Business NSW
- Formerly: NSW Business Chamber
- Industry: Not for profit
- Founded: 1826 as the Sydney Chamber of Commerce 1885 as Chamber of Manufactures of NSW 1995 as Australian Business Limited 2007 as NSW Business Chamber 2020 as Business Australia
- Headquarters: Chifley Square, Sydney, New South Wales, Australia
- Area served: New South Wales
- Key people: Daniel Hunter (CEO);
- Products: Political advocacy
- Subsidiaries: Business Sydney, Business Illawarra, Business Western Sydney
- Website: www.businessnsw.com

= Business NSW =

Advocacy group on behalf of business interests

Business NSW is an Australian not-for-profit membership organisation that advocates on behalf of Australian businesses. The organisation has been operating since 1826. It has formerly been known as the NSW Business Chamber (2006–2020), The Chamber of Manufactures of NSW (1885–2006) and the Sydney Chamber of Commerce (1826–1885).

==Advocacy==
Business NSW has advocated for business interests such as by participating in the public debate on NSW workers' compensation reform. It has made submissions to the Fair Work Commission Annual Wage Review on minimum wages. It was cited in reporting about business impacts from higher fuel costs linked to global supply disruptions, alongside national measures such as a temporary halving of the fuel excise. Business NSW has supported efforts to reduce red tape for small business, in addition to developing a NSW Charter for Small Business.

Business NSW carries out surveys that assess business sentiment and issues. Their Business Conditions Survey covers operating costs, labour availability and other pressures. The organisation also undertakes Workforce Skills Surveys on issues such as difficulty hiring staff and skills shortages, including challenges faced by employers in regional areas. Findings are used in submissions to government and industry bodies.

Business NSW consults with members and the Region Advisory Committee when taking advocacy positions.

==History==
Business NSW has undergone a number of name changes and mergers with other business organisations since its founding in 1826 when it was known as the Sydney Chamber of Commerce.
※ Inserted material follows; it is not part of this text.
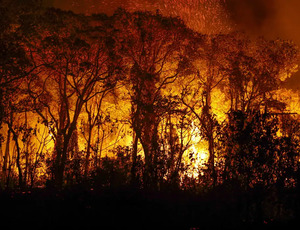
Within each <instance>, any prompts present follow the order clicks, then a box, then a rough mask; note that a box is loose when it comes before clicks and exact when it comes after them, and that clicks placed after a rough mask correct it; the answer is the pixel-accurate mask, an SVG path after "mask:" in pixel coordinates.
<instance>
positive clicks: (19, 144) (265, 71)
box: [0, 6, 300, 229]
mask: <svg viewBox="0 0 300 230" xmlns="http://www.w3.org/2000/svg"><path fill="white" fill-rule="evenodd" d="M0 11H1V14H2V15H3V16H2V17H1V18H0V20H1V21H0V27H1V28H0V47H1V49H0V128H1V129H0V147H1V148H0V201H1V203H3V202H4V203H5V202H6V203H7V204H5V205H7V206H5V205H4V207H18V208H20V207H21V208H23V209H21V210H23V211H22V212H20V213H19V214H17V216H18V217H19V218H21V219H22V218H23V219H26V218H27V217H28V216H29V215H30V214H27V215H26V214H24V213H23V212H26V209H28V210H33V211H32V212H33V213H35V214H38V213H39V211H38V210H40V209H42V210H46V209H47V211H46V213H51V212H52V210H55V204H56V205H57V206H60V207H61V208H62V207H63V208H62V210H64V211H59V214H57V213H56V214H55V217H53V218H54V219H55V218H58V219H57V220H62V219H60V218H63V217H60V214H62V213H64V214H63V215H67V216H68V217H69V216H70V217H71V216H73V218H74V216H75V218H77V217H79V216H80V215H81V214H82V213H83V212H84V213H85V211H87V210H88V213H90V214H86V213H85V214H82V215H81V216H80V218H87V217H88V215H91V216H93V215H96V214H95V213H97V212H98V213H101V215H104V216H105V217H106V218H107V219H108V221H111V222H113V218H112V217H111V216H110V215H109V214H108V213H110V214H111V215H113V214H112V213H114V215H117V216H123V215H125V216H126V218H127V219H129V218H133V217H131V213H133V214H132V215H134V214H135V215H137V216H138V218H139V219H141V220H144V221H146V216H147V215H154V216H155V217H154V218H153V219H155V218H156V220H158V219H159V220H160V219H164V220H165V221H166V222H170V223H172V224H174V225H177V224H179V223H180V224H182V225H183V227H182V229H185V228H186V227H188V228H190V229H200V227H201V224H199V223H200V222H201V221H202V220H201V221H200V222H198V219H197V218H198V215H200V214H201V216H202V218H203V219H205V218H206V219H208V220H207V222H205V223H202V224H203V225H202V226H204V225H205V226H210V227H212V226H213V227H217V226H219V225H218V224H217V223H210V221H209V220H211V221H213V219H214V218H218V219H219V220H220V221H225V222H226V223H227V224H229V223H230V225H228V226H230V227H231V228H234V227H236V226H240V225H241V224H244V223H252V224H254V223H255V224H256V223H258V224H268V223H272V222H274V223H275V222H276V223H286V222H287V221H293V220H296V219H297V217H299V215H300V196H299V192H300V164H299V163H300V159H299V157H300V155H299V154H300V146H299V141H300V129H299V127H300V119H299V112H300V105H299V102H300V98H299V92H295V91H292V90H291V89H288V88H287V87H285V81H286V80H287V79H289V78H290V77H291V76H292V74H293V73H295V72H297V68H298V66H297V61H298V60H299V59H298V58H299V53H298V48H297V47H296V45H295V44H294V43H293V42H292V41H286V40H281V39H277V40H269V39H266V38H263V37H259V38H252V37H248V36H247V35H246V34H244V33H242V32H238V31H237V32H228V33H223V34H220V33H218V34H203V33H199V32H196V31H194V30H192V29H190V28H188V27H187V26H186V25H185V23H184V21H182V20H181V19H180V18H178V17H166V16H163V15H162V14H160V12H159V11H157V12H156V13H153V12H141V11H136V12H129V11H126V10H125V9H122V8H120V9H118V10H116V11H115V12H114V14H113V15H111V16H108V15H106V14H93V15H84V14H76V13H73V12H71V11H63V10H60V9H55V8H40V7H33V6H30V7H26V6H24V7H15V8H12V9H8V8H5V7H3V6H1V7H0ZM112 191H113V192H112ZM55 194H56V195H55ZM57 194H59V195H57ZM70 194H72V195H70ZM45 197H48V198H47V201H44V203H42V204H39V205H37V204H36V203H38V201H39V200H46V199H45ZM87 197H89V198H88V199H87ZM32 199H33V200H34V202H36V203H31V202H30V200H32ZM75 200H76V202H75ZM78 200H80V202H81V203H80V204H78ZM82 200H83V201H82ZM107 200H110V201H111V202H112V203H113V204H112V203H111V202H108V201H107ZM116 200H118V202H117V201H116ZM150 200H154V201H155V202H156V203H155V204H151V202H150ZM138 201H140V203H138ZM11 202H12V203H13V204H12V206H11ZM47 202H48V203H47ZM130 202H132V203H134V204H135V206H134V207H132V205H131V204H132V203H130ZM50 203H51V204H50ZM75 203H76V204H75ZM194 203H195V204H198V206H197V205H193V204H194ZM96 204H97V205H100V206H101V205H102V206H104V207H113V208H111V210H110V211H109V212H107V213H106V212H105V211H103V210H102V211H95V210H96V207H97V205H96ZM49 205H50V206H51V205H52V206H53V207H52V206H51V208H49ZM81 205H82V206H81ZM70 207H71V208H70ZM74 207H75V210H81V214H80V215H79V214H74V213H75V211H74V213H73V212H72V209H73V208H74ZM120 207H121V209H120ZM122 207H123V209H124V210H123V209H122ZM162 207H163V208H162ZM167 207H170V208H172V210H177V212H176V211H174V212H173V213H172V212H171V213H170V212H169V209H168V208H167ZM128 208H129V210H130V211H129V212H130V213H126V212H127V211H126V210H128ZM12 209H13V208H12ZM115 209H116V210H118V211H117V212H115V211H114V210H115ZM82 210H85V211H82ZM120 210H121V211H120ZM122 210H123V211H124V212H125V214H124V213H123V211H122ZM154 210H156V211H158V212H156V213H155V214H153V213H152V211H154ZM182 210H185V211H182ZM142 211H145V216H143V215H142V214H140V212H142ZM181 211H182V212H183V213H184V214H182V212H181ZM79 212H80V211H79ZM215 212H216V213H215ZM22 213H23V214H22ZM66 213H68V214H66ZM70 213H71V214H70ZM72 213H73V214H74V215H73V214H72ZM150 213H152V214H150ZM199 213H200V214H199ZM226 213H227V214H226ZM23 215H25V216H26V218H25V217H23ZM85 215H86V216H85ZM37 216H39V219H40V221H46V220H47V221H49V220H48V219H47V218H50V217H46V214H45V215H44V216H43V214H39V215H37ZM162 216H164V217H162ZM6 217H7V218H12V219H9V220H13V218H14V217H11V216H10V214H8V213H6ZM43 218H44V219H43ZM45 218H46V219H45ZM176 218H178V219H176ZM183 218H188V220H185V221H184V219H183ZM230 218H234V220H232V219H230ZM179 219H181V220H182V221H179ZM135 221H136V220H135ZM147 221H148V220H147ZM93 223H95V222H93ZM170 223H169V224H170ZM233 223H234V224H233ZM73 224H74V225H75V223H74V222H73ZM91 226H92V224H91ZM220 226H221V224H220ZM192 227H193V228H192ZM166 229H168V228H167V227H166Z"/></svg>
The Chamber of Manufactures of New South Wales was then established with the inaugural meeting in August 1885 at Sydney Town Hall in which the rules and regulations were adopted and Archibald Forsyth was elected its first president.
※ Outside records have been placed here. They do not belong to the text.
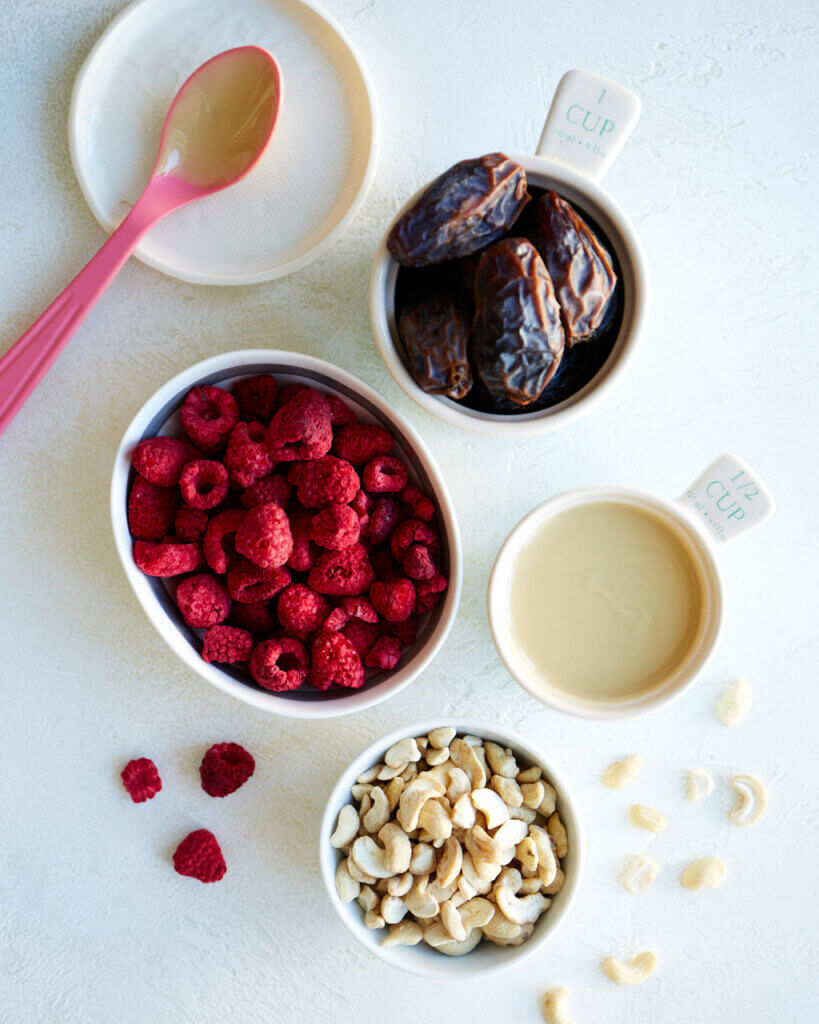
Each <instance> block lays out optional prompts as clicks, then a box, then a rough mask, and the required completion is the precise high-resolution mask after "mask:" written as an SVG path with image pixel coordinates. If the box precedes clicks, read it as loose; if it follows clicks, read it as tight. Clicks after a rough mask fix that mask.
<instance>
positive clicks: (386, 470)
mask: <svg viewBox="0 0 819 1024" xmlns="http://www.w3.org/2000/svg"><path fill="white" fill-rule="evenodd" d="M407 476H408V474H407V472H406V466H404V464H403V463H402V462H401V460H400V459H396V458H395V457H394V456H391V455H380V456H378V457H377V458H375V459H371V460H370V462H369V463H368V464H367V465H365V466H364V469H363V472H362V473H361V482H362V485H363V488H364V490H369V492H371V494H372V493H381V492H387V493H389V494H396V493H397V492H399V490H403V488H404V487H405V486H406V479H407Z"/></svg>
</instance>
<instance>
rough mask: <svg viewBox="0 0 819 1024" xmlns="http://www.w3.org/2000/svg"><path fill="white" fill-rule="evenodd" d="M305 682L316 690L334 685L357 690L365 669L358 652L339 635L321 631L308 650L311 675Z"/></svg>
mask: <svg viewBox="0 0 819 1024" xmlns="http://www.w3.org/2000/svg"><path fill="white" fill-rule="evenodd" d="M307 682H308V683H309V684H310V685H311V686H314V687H315V688H316V689H317V690H327V689H330V687H331V686H332V685H333V684H334V683H335V684H336V685H338V686H347V687H349V688H350V689H358V688H359V687H360V686H363V684H364V667H363V665H362V664H361V658H360V657H359V656H358V651H357V650H356V649H355V647H354V646H353V645H352V644H351V643H350V641H349V640H348V639H347V638H346V637H345V636H343V635H342V634H341V633H334V632H333V630H322V631H321V633H319V634H318V636H317V637H316V638H315V640H314V641H313V645H312V648H311V650H310V674H309V676H308V677H307Z"/></svg>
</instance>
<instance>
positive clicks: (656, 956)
mask: <svg viewBox="0 0 819 1024" xmlns="http://www.w3.org/2000/svg"><path fill="white" fill-rule="evenodd" d="M601 966H602V968H603V970H604V971H605V973H606V977H607V978H608V979H609V981H613V982H614V984H615V985H640V984H641V983H642V982H644V981H645V980H646V978H648V977H649V975H651V974H653V973H654V969H655V968H656V966H657V954H656V953H653V952H645V953H638V954H637V955H636V956H633V957H632V958H631V959H630V961H621V959H618V958H617V957H616V956H607V957H606V958H605V959H604V961H603V963H602V965H601Z"/></svg>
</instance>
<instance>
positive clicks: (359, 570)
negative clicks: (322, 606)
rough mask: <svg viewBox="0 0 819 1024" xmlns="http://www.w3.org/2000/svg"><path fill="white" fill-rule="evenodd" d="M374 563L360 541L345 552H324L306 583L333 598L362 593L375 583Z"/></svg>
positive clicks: (308, 576) (310, 572) (320, 556)
mask: <svg viewBox="0 0 819 1024" xmlns="http://www.w3.org/2000/svg"><path fill="white" fill-rule="evenodd" d="M373 580H374V574H373V566H372V565H371V564H370V559H369V558H368V556H367V551H365V550H364V549H363V547H362V546H361V545H360V544H353V545H351V546H350V547H349V548H344V549H343V550H342V551H325V552H322V553H321V554H320V555H319V556H318V559H317V560H316V563H315V565H313V567H312V568H311V569H310V572H309V574H308V577H307V584H308V586H309V587H311V588H312V589H313V590H314V591H316V593H318V594H328V595H330V596H332V597H344V596H345V595H354V594H363V593H365V592H367V591H368V590H369V589H370V585H371V584H372V583H373Z"/></svg>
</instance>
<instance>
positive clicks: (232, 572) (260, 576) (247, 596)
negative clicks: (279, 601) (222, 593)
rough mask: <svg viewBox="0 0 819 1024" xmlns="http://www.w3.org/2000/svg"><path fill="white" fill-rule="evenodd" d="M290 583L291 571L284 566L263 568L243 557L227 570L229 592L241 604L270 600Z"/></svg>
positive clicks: (227, 581) (278, 566)
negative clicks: (290, 572) (268, 567)
mask: <svg viewBox="0 0 819 1024" xmlns="http://www.w3.org/2000/svg"><path fill="white" fill-rule="evenodd" d="M289 583H290V571H289V570H288V569H286V568H285V567H284V566H275V567H274V568H271V569H263V568H262V567H261V566H260V565H254V564H253V562H250V561H248V559H247V558H243V559H242V561H241V562H236V564H235V565H231V566H230V568H229V569H228V570H227V592H228V593H229V594H230V597H232V598H233V600H234V601H239V602H240V603H241V604H255V603H256V602H257V601H269V600H271V599H272V598H274V597H275V595H276V594H278V593H279V591H282V590H284V589H285V587H287V585H288V584H289Z"/></svg>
The Chamber got off to an initial slow start with its primary supporters focusing most of their efforts on tariff policy lobbying, especially in setting up a "Protection Union", in direct opposition to the "Free Traders" led by Sir Henry Parkes.
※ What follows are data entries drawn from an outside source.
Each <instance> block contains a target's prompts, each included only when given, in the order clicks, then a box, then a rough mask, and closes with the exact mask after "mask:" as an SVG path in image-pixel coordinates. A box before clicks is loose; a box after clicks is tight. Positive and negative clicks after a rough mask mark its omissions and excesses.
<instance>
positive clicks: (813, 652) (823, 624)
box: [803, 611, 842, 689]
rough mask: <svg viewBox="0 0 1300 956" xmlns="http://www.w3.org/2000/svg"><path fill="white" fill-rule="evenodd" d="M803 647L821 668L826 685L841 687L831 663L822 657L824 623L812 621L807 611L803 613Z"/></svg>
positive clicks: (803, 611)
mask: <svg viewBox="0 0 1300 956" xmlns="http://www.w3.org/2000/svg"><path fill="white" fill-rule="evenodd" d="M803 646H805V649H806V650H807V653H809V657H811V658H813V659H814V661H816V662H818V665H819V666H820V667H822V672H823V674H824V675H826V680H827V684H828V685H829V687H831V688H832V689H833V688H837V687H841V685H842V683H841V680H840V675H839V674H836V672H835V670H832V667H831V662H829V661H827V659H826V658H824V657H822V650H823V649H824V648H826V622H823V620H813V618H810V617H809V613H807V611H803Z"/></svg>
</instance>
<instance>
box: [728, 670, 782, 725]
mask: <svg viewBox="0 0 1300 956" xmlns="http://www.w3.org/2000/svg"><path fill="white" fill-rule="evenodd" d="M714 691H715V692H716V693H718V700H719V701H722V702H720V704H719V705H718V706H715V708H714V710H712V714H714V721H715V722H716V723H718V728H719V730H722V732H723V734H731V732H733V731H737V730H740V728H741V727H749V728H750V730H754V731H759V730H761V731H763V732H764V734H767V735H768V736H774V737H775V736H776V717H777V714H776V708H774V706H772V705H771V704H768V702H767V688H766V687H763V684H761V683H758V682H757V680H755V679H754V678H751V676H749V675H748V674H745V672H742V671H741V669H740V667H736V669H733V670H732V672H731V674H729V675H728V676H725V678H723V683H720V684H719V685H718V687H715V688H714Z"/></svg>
The Chamber was finally re-constituted in June 1895 at a meeting at the Hotel Australia. The Chamber abandoned the idea of partisan political lobbying and adopted a position of a non-political organisation which has continued to the present day.

In 1914, the Chamber of Manufactures of NSW set up the Manufacturers Mutual Insurance Company (now MMI). The insurance company arm was established primarily to indemnify employers against claims that might be made by their employees who were injured at work, and was in direct response to the new Workmen's Compensation Act 1910.

The Chamber continued to expand in NSW over the following years opening offices in Newcastle, Lismore, Wollongong and Ballina while pursuing possible amalgamations with other business organisations, such as the Australian Chamber of Manufactures and Employer's Federation, most of these options were explored but not acted upon.

In 1995, the Chamber of Manufactures of NSW broke its tie with MMI, selling its shares of the company and changing its name to Australian Business Limited. The sale of MMI shares made Australia Business Limited one of the most well funded business organisations in Australia.

In 2006 the State Chamber of Commerce (NSW) changed its name to the Sydney Business Chamber of Commerce, echoing the original concept of the chamber of Commerce that applied when it started in 1826. In December 2006, Australian Business Limited changed its name to NSW Business Chamber Limited to reflect the new entity emerging from this union. Following the transfer of all members into NSW Business Chamber Limited, the Sydney Chamber activities continued as the Sydney Business chamber, a division of the NSW Business Chamber.

In 2020, the NSW Business Chamber rebranded its advocacy arm to Business NSW.

===Leadership===
Joseph Carrozzi was appointed President of Business NSW in February 2025. Business NSW's executive leadership team is led by Chief Executive Officer Daniel Hunter and includes, Zaklina Craig as Chief People Officer, and Ben Pearce as Chief Financial Officer.